My brethren, I need not enlarge on the danger of such a decision. To him that convenient season never came. To you, if, like him, you defer your salvation, it will, most probably, never come. Time hardens the conscience, and habit confirms the dominion of sin; and could men be content to acquire wisdom for themselves by the experience of others, the death beds of thousands would give them warning that this course, which is pursued in delusion, is almost sure to terminate in destruction and perdition.

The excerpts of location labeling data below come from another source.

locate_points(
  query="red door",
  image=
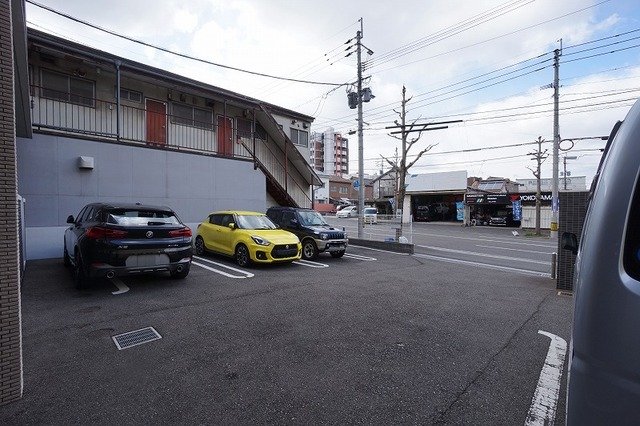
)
(225, 136)
(156, 122)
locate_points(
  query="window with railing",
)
(130, 95)
(300, 137)
(188, 115)
(67, 88)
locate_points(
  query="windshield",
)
(254, 222)
(311, 218)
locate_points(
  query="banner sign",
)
(517, 210)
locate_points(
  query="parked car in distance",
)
(370, 215)
(604, 367)
(503, 218)
(247, 237)
(423, 214)
(109, 240)
(315, 234)
(348, 211)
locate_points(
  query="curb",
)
(383, 245)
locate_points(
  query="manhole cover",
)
(135, 338)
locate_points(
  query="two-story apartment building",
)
(109, 129)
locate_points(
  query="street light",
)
(564, 160)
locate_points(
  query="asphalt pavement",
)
(374, 337)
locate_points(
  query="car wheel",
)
(309, 250)
(182, 274)
(199, 246)
(65, 257)
(242, 255)
(79, 274)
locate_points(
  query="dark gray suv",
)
(604, 360)
(315, 234)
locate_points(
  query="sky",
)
(487, 63)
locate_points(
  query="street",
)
(491, 247)
(373, 337)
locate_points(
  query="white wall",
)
(529, 217)
(193, 185)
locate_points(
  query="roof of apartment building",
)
(37, 37)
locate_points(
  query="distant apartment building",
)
(329, 152)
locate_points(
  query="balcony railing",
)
(155, 126)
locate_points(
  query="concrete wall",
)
(573, 210)
(10, 324)
(529, 217)
(193, 185)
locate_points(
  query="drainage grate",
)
(135, 338)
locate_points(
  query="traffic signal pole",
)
(360, 138)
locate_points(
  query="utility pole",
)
(539, 156)
(555, 204)
(564, 160)
(360, 137)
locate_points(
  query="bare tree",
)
(402, 168)
(539, 157)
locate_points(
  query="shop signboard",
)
(474, 198)
(496, 199)
(530, 199)
(517, 210)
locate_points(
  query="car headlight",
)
(260, 241)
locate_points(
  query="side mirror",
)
(570, 242)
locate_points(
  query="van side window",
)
(631, 256)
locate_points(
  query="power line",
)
(498, 37)
(446, 33)
(182, 55)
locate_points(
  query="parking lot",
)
(373, 337)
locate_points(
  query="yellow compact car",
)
(247, 237)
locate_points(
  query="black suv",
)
(315, 234)
(108, 240)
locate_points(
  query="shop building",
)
(435, 197)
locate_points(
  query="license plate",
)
(147, 260)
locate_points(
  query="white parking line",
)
(525, 251)
(122, 287)
(483, 265)
(358, 257)
(494, 256)
(545, 398)
(244, 274)
(310, 264)
(380, 250)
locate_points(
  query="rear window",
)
(254, 222)
(137, 217)
(631, 256)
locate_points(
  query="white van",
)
(604, 359)
(348, 211)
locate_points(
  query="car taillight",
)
(184, 232)
(98, 232)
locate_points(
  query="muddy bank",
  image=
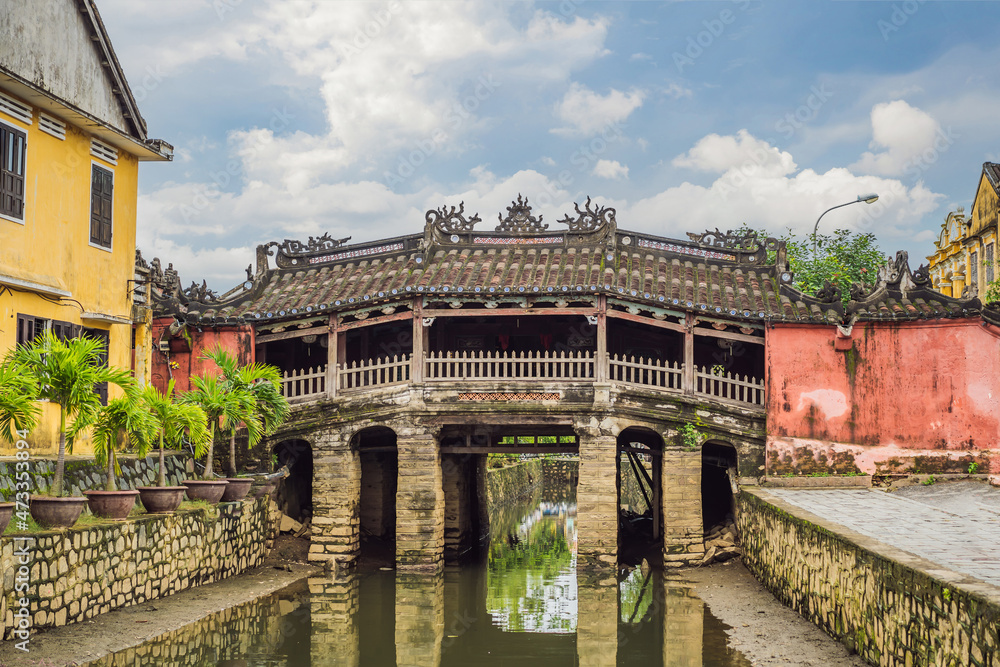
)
(761, 628)
(83, 642)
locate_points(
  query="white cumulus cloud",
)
(586, 112)
(900, 133)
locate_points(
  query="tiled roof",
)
(724, 275)
(903, 295)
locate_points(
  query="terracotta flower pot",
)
(161, 499)
(111, 504)
(209, 490)
(237, 489)
(52, 512)
(6, 512)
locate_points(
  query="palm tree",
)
(18, 392)
(225, 409)
(123, 418)
(173, 421)
(66, 372)
(261, 382)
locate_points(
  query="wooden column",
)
(332, 344)
(688, 376)
(419, 341)
(601, 363)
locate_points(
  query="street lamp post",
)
(870, 198)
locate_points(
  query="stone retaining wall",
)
(82, 474)
(78, 573)
(879, 600)
(516, 481)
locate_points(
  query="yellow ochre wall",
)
(53, 248)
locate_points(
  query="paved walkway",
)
(954, 524)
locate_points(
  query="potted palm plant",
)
(18, 415)
(123, 420)
(174, 421)
(269, 409)
(224, 409)
(66, 372)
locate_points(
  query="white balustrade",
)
(304, 383)
(444, 366)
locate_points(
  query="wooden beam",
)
(419, 342)
(298, 333)
(512, 312)
(499, 419)
(372, 321)
(332, 357)
(729, 335)
(662, 324)
(687, 376)
(601, 360)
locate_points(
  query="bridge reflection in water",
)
(523, 604)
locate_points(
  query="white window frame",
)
(27, 133)
(90, 201)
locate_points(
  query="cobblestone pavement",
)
(954, 524)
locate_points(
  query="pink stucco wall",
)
(914, 397)
(185, 352)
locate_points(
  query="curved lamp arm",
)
(868, 199)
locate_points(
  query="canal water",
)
(523, 603)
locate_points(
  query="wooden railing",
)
(727, 387)
(509, 366)
(645, 373)
(373, 373)
(667, 376)
(307, 382)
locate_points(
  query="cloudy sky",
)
(295, 118)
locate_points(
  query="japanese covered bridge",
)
(410, 358)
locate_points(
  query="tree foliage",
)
(124, 423)
(174, 422)
(18, 392)
(842, 259)
(66, 372)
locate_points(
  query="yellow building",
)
(71, 139)
(966, 254)
(948, 264)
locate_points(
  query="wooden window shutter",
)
(13, 151)
(101, 199)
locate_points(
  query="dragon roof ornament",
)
(519, 219)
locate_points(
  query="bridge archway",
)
(640, 495)
(294, 493)
(719, 472)
(378, 455)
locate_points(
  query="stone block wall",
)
(683, 532)
(83, 474)
(75, 574)
(513, 482)
(879, 600)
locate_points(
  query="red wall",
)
(914, 397)
(186, 350)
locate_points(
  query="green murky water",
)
(524, 604)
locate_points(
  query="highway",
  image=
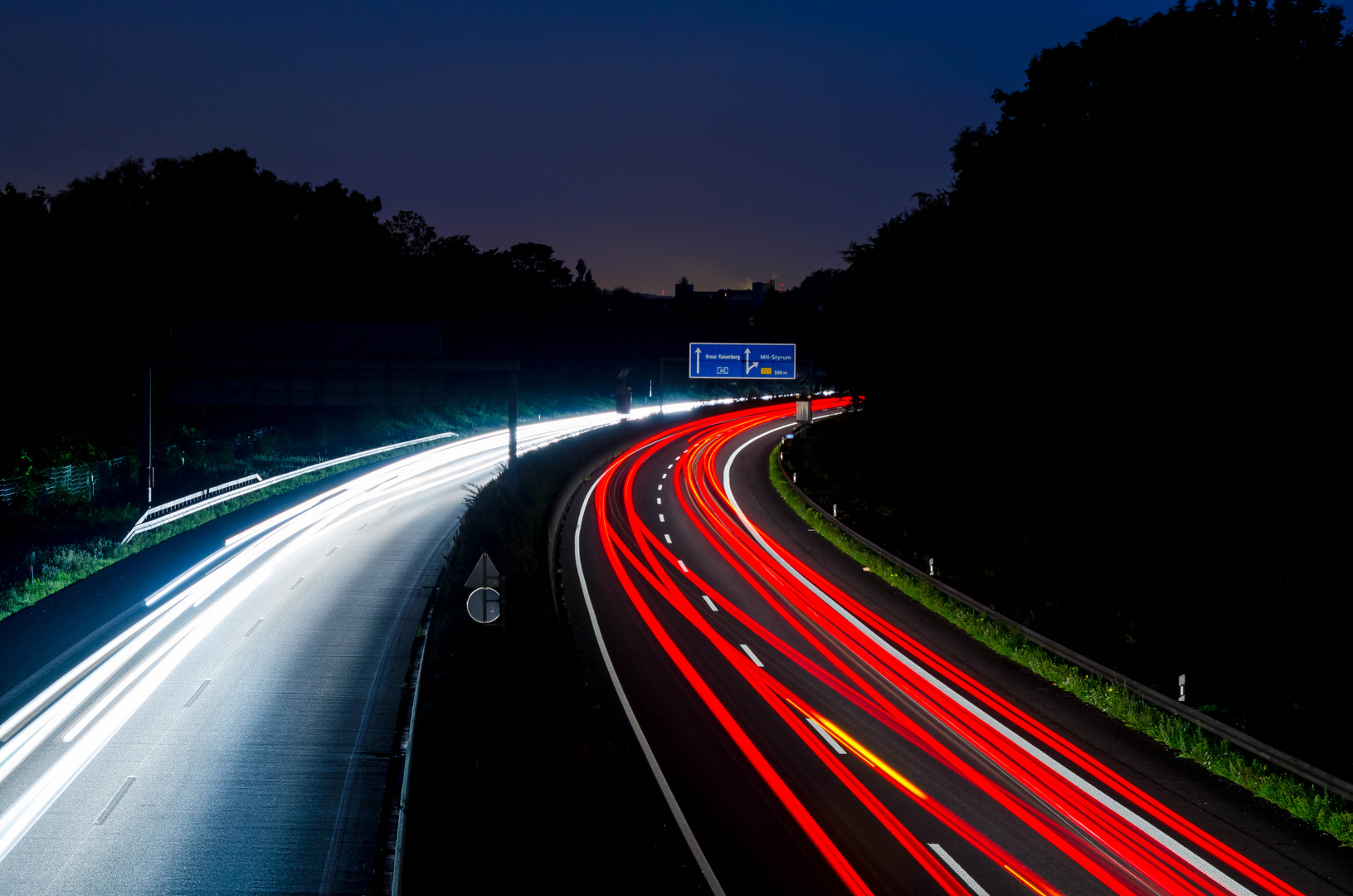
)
(229, 730)
(816, 731)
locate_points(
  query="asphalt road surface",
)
(214, 719)
(815, 731)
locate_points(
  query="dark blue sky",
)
(722, 141)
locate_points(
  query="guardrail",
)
(1169, 704)
(188, 505)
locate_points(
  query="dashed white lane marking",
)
(821, 733)
(958, 869)
(197, 694)
(115, 800)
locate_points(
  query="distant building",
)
(754, 297)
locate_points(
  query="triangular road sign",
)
(484, 570)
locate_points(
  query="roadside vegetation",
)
(91, 529)
(1329, 812)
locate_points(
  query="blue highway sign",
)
(742, 360)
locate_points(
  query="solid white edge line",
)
(958, 869)
(825, 735)
(1104, 799)
(630, 712)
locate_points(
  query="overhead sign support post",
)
(743, 360)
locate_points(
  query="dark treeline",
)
(214, 237)
(1103, 364)
(1110, 338)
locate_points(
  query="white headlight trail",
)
(38, 799)
(267, 542)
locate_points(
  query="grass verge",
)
(1310, 803)
(55, 569)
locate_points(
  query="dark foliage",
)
(1100, 363)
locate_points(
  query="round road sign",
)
(475, 606)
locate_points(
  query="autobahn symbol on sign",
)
(484, 602)
(742, 360)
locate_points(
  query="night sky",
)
(722, 141)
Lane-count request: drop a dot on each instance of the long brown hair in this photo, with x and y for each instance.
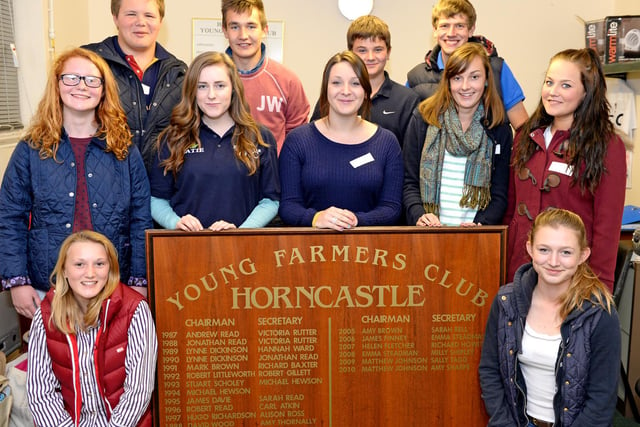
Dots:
(183, 131)
(590, 131)
(433, 107)
(45, 130)
(66, 313)
(359, 68)
(585, 285)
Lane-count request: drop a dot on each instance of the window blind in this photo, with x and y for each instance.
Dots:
(9, 93)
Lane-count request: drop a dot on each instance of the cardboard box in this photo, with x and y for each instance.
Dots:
(594, 36)
(622, 39)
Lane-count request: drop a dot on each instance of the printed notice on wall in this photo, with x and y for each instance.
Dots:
(300, 327)
(208, 36)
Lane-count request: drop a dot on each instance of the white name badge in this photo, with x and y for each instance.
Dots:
(362, 160)
(562, 168)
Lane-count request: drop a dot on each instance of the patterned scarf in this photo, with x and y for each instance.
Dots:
(473, 144)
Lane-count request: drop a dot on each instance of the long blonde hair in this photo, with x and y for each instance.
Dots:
(45, 130)
(66, 314)
(585, 285)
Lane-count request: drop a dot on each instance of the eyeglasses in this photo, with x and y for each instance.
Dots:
(74, 80)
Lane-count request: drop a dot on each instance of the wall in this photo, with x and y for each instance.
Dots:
(526, 33)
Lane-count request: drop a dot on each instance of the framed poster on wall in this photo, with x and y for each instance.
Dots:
(207, 35)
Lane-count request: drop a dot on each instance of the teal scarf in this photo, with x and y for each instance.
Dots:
(474, 144)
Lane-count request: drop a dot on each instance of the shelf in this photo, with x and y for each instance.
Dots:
(622, 67)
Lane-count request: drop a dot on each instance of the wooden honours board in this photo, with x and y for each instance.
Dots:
(300, 327)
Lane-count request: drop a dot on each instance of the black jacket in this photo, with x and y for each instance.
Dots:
(145, 123)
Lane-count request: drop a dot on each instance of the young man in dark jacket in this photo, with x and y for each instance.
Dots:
(149, 77)
(454, 22)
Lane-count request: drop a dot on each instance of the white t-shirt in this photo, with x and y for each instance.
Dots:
(451, 187)
(538, 363)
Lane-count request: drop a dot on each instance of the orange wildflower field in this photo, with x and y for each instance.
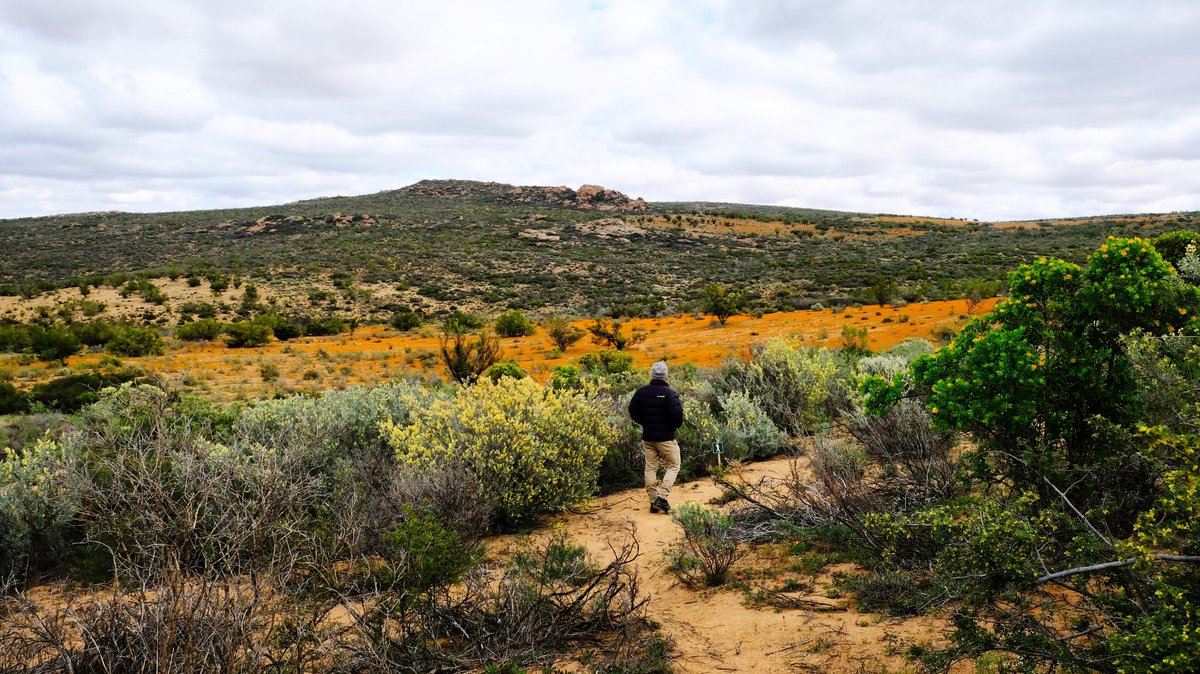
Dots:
(377, 354)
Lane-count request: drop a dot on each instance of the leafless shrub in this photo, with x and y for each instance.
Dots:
(451, 494)
(905, 439)
(191, 624)
(549, 599)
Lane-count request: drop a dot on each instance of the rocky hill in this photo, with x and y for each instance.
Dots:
(586, 251)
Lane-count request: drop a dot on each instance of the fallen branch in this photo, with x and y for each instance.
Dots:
(1115, 564)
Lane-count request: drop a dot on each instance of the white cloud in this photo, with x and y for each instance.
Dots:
(978, 109)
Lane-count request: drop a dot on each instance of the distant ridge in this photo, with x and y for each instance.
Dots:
(587, 197)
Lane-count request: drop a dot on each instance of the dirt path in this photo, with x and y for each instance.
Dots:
(714, 631)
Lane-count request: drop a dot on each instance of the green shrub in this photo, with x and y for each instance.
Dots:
(514, 324)
(505, 368)
(53, 343)
(324, 326)
(39, 505)
(787, 381)
(461, 322)
(565, 377)
(606, 361)
(1174, 245)
(562, 334)
(335, 426)
(855, 341)
(204, 329)
(537, 449)
(135, 342)
(11, 399)
(721, 302)
(406, 320)
(281, 328)
(467, 359)
(199, 310)
(72, 392)
(709, 546)
(95, 334)
(426, 555)
(747, 431)
(246, 334)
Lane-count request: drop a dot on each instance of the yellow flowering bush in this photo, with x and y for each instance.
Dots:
(535, 450)
(37, 505)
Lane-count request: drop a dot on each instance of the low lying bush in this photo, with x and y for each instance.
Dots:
(537, 449)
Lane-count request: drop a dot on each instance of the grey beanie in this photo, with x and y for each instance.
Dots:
(659, 371)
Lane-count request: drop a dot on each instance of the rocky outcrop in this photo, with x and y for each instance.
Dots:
(586, 198)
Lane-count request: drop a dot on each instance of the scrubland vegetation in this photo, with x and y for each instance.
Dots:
(1033, 481)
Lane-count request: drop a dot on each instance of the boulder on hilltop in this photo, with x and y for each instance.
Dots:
(587, 197)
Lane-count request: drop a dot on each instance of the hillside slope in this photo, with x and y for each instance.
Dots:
(587, 251)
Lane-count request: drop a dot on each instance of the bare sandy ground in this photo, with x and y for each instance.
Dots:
(714, 630)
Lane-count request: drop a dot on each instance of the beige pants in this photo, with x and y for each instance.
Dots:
(660, 453)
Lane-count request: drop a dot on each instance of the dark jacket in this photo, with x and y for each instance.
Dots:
(658, 409)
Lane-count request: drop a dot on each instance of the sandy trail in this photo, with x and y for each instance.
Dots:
(714, 632)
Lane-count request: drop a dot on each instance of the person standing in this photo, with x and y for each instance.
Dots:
(658, 410)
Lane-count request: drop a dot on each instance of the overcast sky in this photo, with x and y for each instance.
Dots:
(985, 109)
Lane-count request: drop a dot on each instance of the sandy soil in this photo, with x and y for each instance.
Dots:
(714, 630)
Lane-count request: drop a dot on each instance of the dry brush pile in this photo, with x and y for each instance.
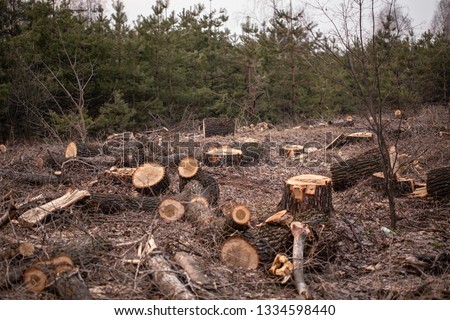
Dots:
(246, 216)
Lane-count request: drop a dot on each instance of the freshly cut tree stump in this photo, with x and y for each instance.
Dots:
(188, 167)
(37, 215)
(239, 218)
(238, 252)
(77, 149)
(218, 127)
(61, 274)
(171, 210)
(438, 182)
(299, 231)
(151, 178)
(291, 151)
(223, 156)
(35, 279)
(306, 192)
(347, 173)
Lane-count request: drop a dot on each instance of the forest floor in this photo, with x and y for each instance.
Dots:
(366, 264)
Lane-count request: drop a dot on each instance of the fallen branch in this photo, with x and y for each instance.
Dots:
(299, 231)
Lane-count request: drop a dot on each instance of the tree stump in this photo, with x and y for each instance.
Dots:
(238, 252)
(347, 173)
(438, 182)
(77, 149)
(151, 178)
(306, 192)
(218, 127)
(223, 156)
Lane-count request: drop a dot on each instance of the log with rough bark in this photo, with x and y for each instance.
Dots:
(347, 173)
(77, 149)
(24, 249)
(151, 178)
(223, 156)
(239, 217)
(37, 215)
(299, 231)
(291, 151)
(61, 274)
(188, 204)
(112, 203)
(218, 127)
(239, 253)
(32, 178)
(210, 187)
(307, 192)
(438, 182)
(16, 209)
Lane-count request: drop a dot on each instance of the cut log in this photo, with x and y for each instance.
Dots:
(269, 240)
(291, 151)
(191, 267)
(37, 215)
(218, 127)
(239, 253)
(188, 167)
(299, 231)
(151, 178)
(438, 182)
(24, 249)
(111, 203)
(171, 210)
(345, 174)
(31, 178)
(35, 279)
(307, 192)
(223, 156)
(60, 273)
(77, 149)
(210, 188)
(239, 218)
(342, 139)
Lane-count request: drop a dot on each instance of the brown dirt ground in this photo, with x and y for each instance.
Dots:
(365, 265)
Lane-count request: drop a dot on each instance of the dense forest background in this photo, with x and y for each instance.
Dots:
(67, 70)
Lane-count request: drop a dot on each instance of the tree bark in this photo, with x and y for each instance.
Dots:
(307, 192)
(438, 182)
(37, 215)
(345, 174)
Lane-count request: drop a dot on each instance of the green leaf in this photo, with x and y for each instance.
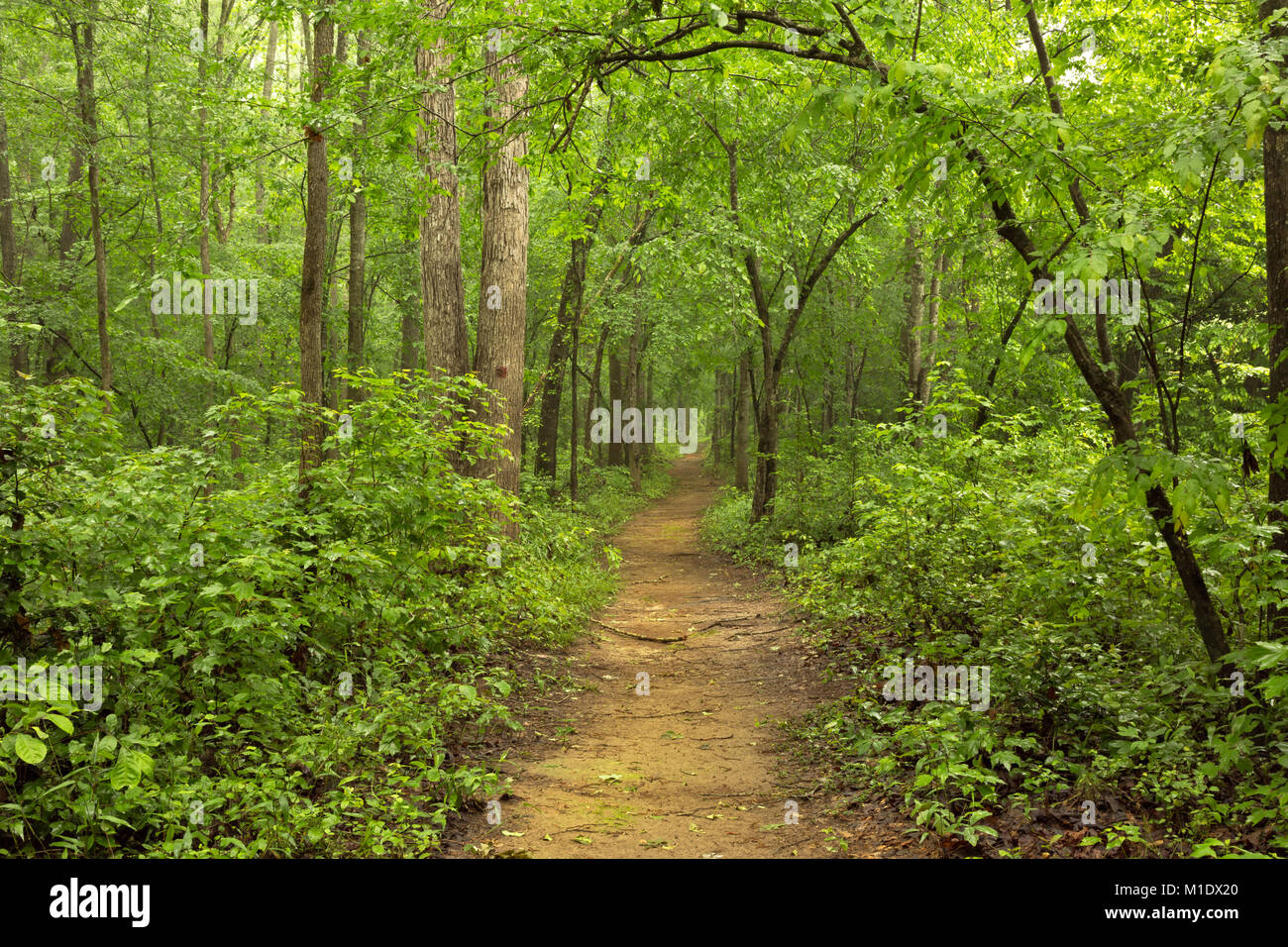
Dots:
(30, 750)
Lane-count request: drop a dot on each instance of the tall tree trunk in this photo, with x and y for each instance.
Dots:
(356, 337)
(82, 47)
(1274, 150)
(616, 458)
(503, 285)
(742, 429)
(207, 325)
(313, 268)
(570, 312)
(574, 433)
(592, 395)
(8, 244)
(269, 56)
(915, 315)
(931, 331)
(58, 361)
(441, 274)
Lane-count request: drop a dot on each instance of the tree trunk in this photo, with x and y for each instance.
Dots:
(498, 359)
(915, 313)
(931, 330)
(268, 95)
(592, 395)
(313, 269)
(84, 51)
(570, 312)
(574, 433)
(207, 326)
(8, 244)
(441, 277)
(58, 364)
(1274, 150)
(356, 335)
(742, 428)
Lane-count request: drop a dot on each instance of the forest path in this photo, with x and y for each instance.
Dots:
(691, 768)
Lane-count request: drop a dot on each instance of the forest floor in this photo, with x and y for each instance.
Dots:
(698, 766)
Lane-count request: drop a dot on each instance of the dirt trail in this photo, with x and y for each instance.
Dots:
(688, 770)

The representative of the third of these classes is he whose words form our text. Unlike Gallio, Agrippa sought the opportunity of hearing Paul, which the former declined; insomuch that the examination before him was rather one of personal curiosity than of legal scrutiny. Being by birth a Jew, knowing that God had, "at sundry "times and in divers manners, spoken, in times "past, unto the fathers, by the prophets," he belioved the claims of religion to form an important

subject of attention and inquiry; the truth of which could be ascertained beyond dispute. The correspondence between the predictions which he credited, and the facts which had occurred, he could distinctly perceive; for none of these things were hidden from him; for these things were not done in a corner. And upon this correspondence the evidence for Christianity was firmly and irrefragably based. The appeal was, therefore, made by St. Paul on the ground of this coincidence, the force of which, at that day, when the events were recent and undisputed, could only be overcome by denying the truth of prophecy. "King "Agrippa, believest thou the prophets?" was that direct appeal to his faith, which it was impossible for him to resist. He did believe the prophets; and perceiving how fully and minutely their predictions had been fulfilled in Jesus Christ, he must have been convinced that Christianity was true. My brethren, he was convinced; and so far as reason and judgment were concerned, exclusive of the will, he may truly be said to have been brought over to the faith. He was, it will then be said, a Christian. Yes; he was such a Christian as any man capable of reason must be now, if he will candidly compare the declarations of the Bible with the history of the world; and such a Christian as many think themselves to be, merely because they have diligently done so.